LONDON (Reuters) - Guard Capital, a macro hedge fund led by two former top traders at Goldman Sachs and Noble Group will stop taking money from new investors from July 1 after a more than ten-fold increase in assets since its launch last August, sources said.
The Hong-Kong based hedge fund, launched by Leland Lim, the former co-head of macro trading for Asia Pacific ex-Japan at Goldman, and Allan Bedwick, who was the head of macro trading in Asia for Noble Group, focuses on major economic trends and bets on currency and interest rate markets.
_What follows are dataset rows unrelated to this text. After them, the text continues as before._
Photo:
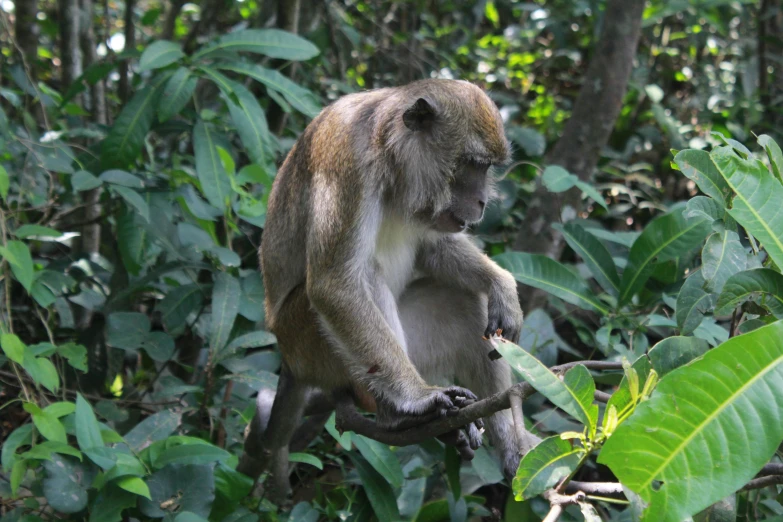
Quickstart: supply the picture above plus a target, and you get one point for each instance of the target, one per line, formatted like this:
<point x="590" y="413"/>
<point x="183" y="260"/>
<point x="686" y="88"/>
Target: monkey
<point x="372" y="285"/>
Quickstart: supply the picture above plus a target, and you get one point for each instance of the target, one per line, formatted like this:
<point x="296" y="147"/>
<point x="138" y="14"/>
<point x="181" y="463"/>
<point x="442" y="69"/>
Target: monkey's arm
<point x="356" y="307"/>
<point x="455" y="260"/>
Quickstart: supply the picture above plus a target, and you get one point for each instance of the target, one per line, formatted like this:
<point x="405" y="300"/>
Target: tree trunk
<point x="287" y="20"/>
<point x="26" y="32"/>
<point x="91" y="234"/>
<point x="170" y="23"/>
<point x="130" y="43"/>
<point x="586" y="132"/>
<point x="71" y="55"/>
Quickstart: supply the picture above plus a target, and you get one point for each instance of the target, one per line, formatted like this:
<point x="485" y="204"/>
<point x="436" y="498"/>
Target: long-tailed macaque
<point x="372" y="286"/>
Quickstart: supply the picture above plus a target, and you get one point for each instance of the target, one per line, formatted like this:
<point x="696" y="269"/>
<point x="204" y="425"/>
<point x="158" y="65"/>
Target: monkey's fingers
<point x="474" y="435"/>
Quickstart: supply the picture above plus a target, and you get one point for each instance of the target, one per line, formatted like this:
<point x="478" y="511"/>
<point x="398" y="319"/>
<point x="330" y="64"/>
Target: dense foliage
<point x="134" y="182"/>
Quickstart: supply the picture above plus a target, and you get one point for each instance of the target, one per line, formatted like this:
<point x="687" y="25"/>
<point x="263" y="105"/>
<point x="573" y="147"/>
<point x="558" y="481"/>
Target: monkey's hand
<point x="503" y="310"/>
<point x="433" y="402"/>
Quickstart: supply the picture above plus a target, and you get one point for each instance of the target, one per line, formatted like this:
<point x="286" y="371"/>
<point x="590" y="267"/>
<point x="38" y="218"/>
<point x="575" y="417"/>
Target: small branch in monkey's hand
<point x="349" y="419"/>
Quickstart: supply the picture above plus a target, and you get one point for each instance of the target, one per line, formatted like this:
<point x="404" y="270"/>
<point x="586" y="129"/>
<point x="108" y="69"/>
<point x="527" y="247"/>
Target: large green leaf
<point x="126" y="137"/>
<point x="594" y="254"/>
<point x="544" y="273"/>
<point x="775" y="155"/>
<point x="722" y="256"/>
<point x="757" y="201"/>
<point x="381" y="458"/>
<point x="573" y="394"/>
<point x="666" y="237"/>
<point x="300" y="98"/>
<point x="270" y="42"/>
<point x="160" y="54"/>
<point x="250" y="121"/>
<point x="693" y="302"/>
<point x="688" y="446"/>
<point x="542" y="467"/>
<point x="215" y="184"/>
<point x="698" y="167"/>
<point x="176" y="94"/>
<point x="225" y="305"/>
<point x="741" y="287"/>
<point x="378" y="490"/>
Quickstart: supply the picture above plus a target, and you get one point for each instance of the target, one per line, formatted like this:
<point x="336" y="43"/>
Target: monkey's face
<point x="469" y="195"/>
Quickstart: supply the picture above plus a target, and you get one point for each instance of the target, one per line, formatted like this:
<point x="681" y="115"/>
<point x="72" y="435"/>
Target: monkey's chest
<point x="395" y="257"/>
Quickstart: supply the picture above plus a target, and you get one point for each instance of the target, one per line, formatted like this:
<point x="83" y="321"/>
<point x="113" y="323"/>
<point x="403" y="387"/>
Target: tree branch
<point x="349" y="419"/>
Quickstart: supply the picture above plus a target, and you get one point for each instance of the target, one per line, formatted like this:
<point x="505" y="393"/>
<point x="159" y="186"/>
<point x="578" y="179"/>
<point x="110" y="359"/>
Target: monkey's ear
<point x="419" y="116"/>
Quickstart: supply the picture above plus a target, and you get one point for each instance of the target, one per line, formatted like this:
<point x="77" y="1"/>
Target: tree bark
<point x="586" y="132"/>
<point x="26" y="32"/>
<point x="130" y="43"/>
<point x="287" y="20"/>
<point x="70" y="52"/>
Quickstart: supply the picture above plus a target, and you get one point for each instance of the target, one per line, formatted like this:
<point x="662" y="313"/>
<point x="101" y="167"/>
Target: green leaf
<point x="135" y="200"/>
<point x="306" y="458"/>
<point x="573" y="401"/>
<point x="42" y="371"/>
<point x="734" y="390"/>
<point x="693" y="302"/>
<point x="699" y="168"/>
<point x="21" y="436"/>
<point x="270" y="42"/>
<point x="18" y="256"/>
<point x="745" y="285"/>
<point x="541" y="272"/>
<point x="381" y="458"/>
<point x="176" y="94"/>
<point x="775" y="155"/>
<point x="300" y="98"/>
<point x="673" y="352"/>
<point x="127" y="330"/>
<point x="664" y="238"/>
<point x="160" y="54"/>
<point x="191" y="454"/>
<point x="378" y="490"/>
<point x="75" y="354"/>
<point x="704" y="207"/>
<point x="178" y="304"/>
<point x="4" y="183"/>
<point x="88" y="431"/>
<point x="557" y="179"/>
<point x="26" y="231"/>
<point x="135" y="485"/>
<point x="548" y="462"/>
<point x="225" y="304"/>
<point x="250" y="340"/>
<point x="250" y="121"/>
<point x="83" y="180"/>
<point x="594" y="254"/>
<point x="191" y="488"/>
<point x="13" y="347"/>
<point x="722" y="256"/>
<point x="215" y="184"/>
<point x="757" y="200"/>
<point x="159" y="346"/>
<point x="153" y="428"/>
<point x="126" y="137"/>
<point x="66" y="483"/>
<point x="47" y="424"/>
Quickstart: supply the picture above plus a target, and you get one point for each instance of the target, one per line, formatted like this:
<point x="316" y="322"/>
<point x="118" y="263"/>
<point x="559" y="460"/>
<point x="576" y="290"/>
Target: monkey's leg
<point x="444" y="328"/>
<point x="266" y="446"/>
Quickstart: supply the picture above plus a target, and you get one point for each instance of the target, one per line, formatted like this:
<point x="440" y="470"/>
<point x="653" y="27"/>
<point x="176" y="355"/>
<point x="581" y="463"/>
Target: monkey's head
<point x="450" y="135"/>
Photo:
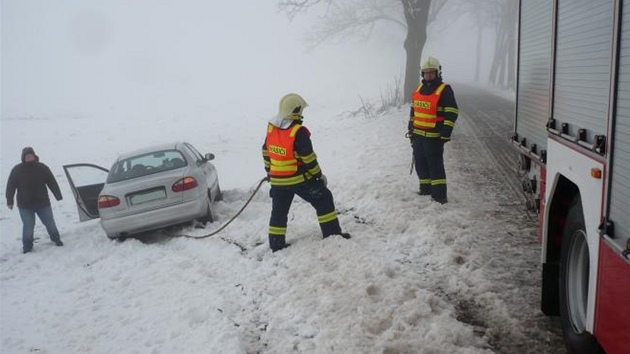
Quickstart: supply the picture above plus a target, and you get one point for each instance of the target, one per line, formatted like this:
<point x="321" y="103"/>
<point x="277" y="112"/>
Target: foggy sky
<point x="118" y="58"/>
Its assets have risen close to $500 million, up from less than $50 million in August, the sources said, making it one of the fastest growing hedge fund launches in Asia.
The fund will continue to take money from existing investors but will not accept cash from new ones at least until the end of the year, a practice known as “soft close” in the industry.
Guard Capital’s spokesman, Matthew Edwards, declined to comment when contacted by Reuters.
Most hedge funds have a ceiling on the amount of money they would like to raise, to ensure that they are nimble enough to enter and exit their preferred trades and therefore protect returns.
While the highly liquid assets traded by macro funds can allow managers to run funds into the billions, Guard Capital wanted to absorb what it had before taking on any new clients, sources said.
The Guard Macro Master Fund gained 10 percent in 2014 and was up about 5 percent through April this year, the sources said.
By comparison, global peers as measured by Eurekahedge gained returned 3.7 percent last year and were up 2.8 percent through end of April this year.